Business News of Wednesday, 11 August 2004

Source: GNA

Economy cannot progress on trading alone

Koforidua, Aug 11, GNA - Mr Kwamena Bartels, the Minister for Private Sector Development, has said that though trading is good business it would take more than that to get the country's economy to progress faster.

He said the country would need to build and strengthen its productive base. "We need industries that would add value to our raw materials."

Mr Bartels said this in a speech read on his behalf at the launch of a 10-million-Euro Italian Government credit facility meant to support Ghanaian private Small and Medium Enterprises (SMEs) on Tuesday. He said the government's aim for sourcing the credit facility was to ensure that SMEs had access to long-term capital and to help local businesses to move from trading into industrial production. Mr Bartels said there was a wrong perception in some sectors of the business community that government money or donor assistance was "free money" and therefore must not be repaid.

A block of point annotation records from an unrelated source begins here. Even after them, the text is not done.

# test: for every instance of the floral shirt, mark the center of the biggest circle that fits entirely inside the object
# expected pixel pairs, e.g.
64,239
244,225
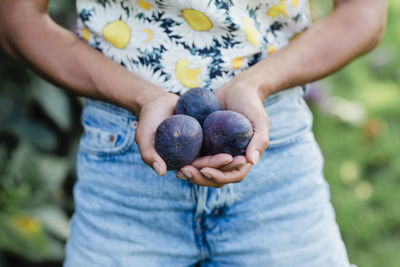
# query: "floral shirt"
182,44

The Minister described such perception as wrong and explained that if such loans were unpaid, accesses to new loan facilities as well as the continuous flow of funds to other beneficiaries or applicants are blocked.

Dr Francis Osafo-Mensah, the Eastern Regional Minister, appealed to the management of the facility to consider extending it to cover farmers who need machines to process their products.

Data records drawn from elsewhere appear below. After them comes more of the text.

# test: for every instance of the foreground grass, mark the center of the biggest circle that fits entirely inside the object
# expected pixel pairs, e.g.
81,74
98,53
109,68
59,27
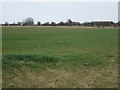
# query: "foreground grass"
60,57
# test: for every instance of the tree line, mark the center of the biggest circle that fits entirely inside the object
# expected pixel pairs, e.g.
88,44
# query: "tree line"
30,22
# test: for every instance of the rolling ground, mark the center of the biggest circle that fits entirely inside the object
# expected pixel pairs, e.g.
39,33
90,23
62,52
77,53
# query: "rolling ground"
60,57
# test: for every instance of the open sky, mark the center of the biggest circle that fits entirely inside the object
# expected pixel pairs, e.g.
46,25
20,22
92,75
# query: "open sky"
59,11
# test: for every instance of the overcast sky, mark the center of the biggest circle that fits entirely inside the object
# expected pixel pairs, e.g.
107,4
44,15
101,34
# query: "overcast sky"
59,11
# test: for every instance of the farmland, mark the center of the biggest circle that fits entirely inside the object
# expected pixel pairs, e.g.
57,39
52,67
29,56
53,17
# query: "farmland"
60,57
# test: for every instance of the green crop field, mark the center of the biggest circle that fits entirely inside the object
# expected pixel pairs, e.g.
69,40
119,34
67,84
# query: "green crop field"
60,57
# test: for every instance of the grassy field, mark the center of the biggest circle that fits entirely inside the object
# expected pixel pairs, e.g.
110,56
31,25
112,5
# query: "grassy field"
60,57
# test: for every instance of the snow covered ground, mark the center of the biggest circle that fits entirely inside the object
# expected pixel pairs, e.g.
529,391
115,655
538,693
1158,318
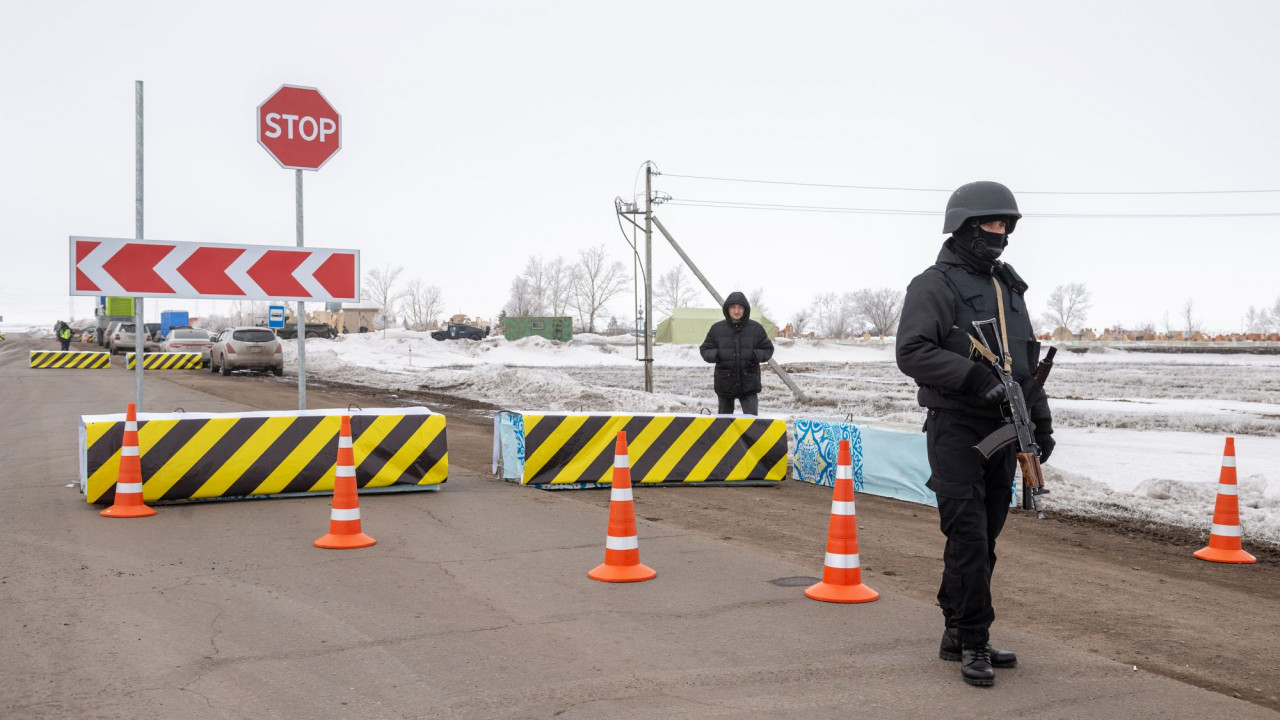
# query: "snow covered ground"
1139,434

He explained that the region had a lot of citrus and tomato farms and the farmers need to maintain their farms to obtain continuous raw material base for their processing plants.

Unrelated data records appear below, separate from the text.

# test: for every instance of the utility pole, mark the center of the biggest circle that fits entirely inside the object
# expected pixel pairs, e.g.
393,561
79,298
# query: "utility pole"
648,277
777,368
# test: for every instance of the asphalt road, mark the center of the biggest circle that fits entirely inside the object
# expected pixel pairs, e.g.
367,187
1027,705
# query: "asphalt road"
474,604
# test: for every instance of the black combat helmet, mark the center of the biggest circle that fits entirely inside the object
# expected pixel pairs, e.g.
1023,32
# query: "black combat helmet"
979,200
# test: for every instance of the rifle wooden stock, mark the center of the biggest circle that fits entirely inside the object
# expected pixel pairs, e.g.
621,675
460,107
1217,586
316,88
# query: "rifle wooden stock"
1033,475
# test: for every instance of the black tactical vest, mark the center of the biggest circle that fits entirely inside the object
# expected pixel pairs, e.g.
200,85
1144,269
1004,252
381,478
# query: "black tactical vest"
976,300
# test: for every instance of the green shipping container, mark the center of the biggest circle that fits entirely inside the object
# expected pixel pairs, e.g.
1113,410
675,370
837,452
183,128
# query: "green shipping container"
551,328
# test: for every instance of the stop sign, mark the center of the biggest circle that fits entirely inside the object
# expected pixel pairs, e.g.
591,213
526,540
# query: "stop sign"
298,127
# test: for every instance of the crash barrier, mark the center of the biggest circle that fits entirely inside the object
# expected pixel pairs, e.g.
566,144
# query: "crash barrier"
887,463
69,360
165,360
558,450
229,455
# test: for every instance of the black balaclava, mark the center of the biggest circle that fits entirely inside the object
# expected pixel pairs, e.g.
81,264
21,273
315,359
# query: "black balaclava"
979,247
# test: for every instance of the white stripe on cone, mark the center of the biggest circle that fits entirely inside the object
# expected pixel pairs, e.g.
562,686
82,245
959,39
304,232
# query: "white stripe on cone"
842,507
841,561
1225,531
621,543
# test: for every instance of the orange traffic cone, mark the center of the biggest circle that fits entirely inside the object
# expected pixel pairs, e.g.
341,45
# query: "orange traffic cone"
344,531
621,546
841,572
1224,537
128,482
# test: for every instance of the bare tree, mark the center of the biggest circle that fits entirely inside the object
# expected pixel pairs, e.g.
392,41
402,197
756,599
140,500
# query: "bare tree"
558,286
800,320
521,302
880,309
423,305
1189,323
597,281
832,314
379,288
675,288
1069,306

Dr Osafo Mensah suggested the inclusion of Rural Banks in the region in the disbursement of the facility.

Dr Basilio Antonio Toth, the acting Italian Ambassador, said the agreement for the facility was signed between his government and the Ghana government in October last year.

''The Italian government is much interested in the project because the Italian economy is also based on the SMEs, an economic system which had been tested in other countries with a lot of success.''

Dr Toth said the facility was being launched in all the regions of Ghana to give it publicity to enable the managers of the facility to listen to the concerns of the beneficiaries in order to accommodate them.

Mr Petro Bucci, an Italian Project Co-ordinator explained that the facility was to support the beneficiaries to acquire machinery and that 75 per cent of the loans would be reserved for the acquisition of machinery from Italy.

He said the beneficiaries could use the remaining 25 per cent to acquire machinery from another country.

Mr Bucci said the lending rate under the facility to enterprises was between nine to 12 per cent, with a grace period of two years. For SMEs to qualify for the loan they should have an annual turnover rate of between 300 million cedis to two billion cedis.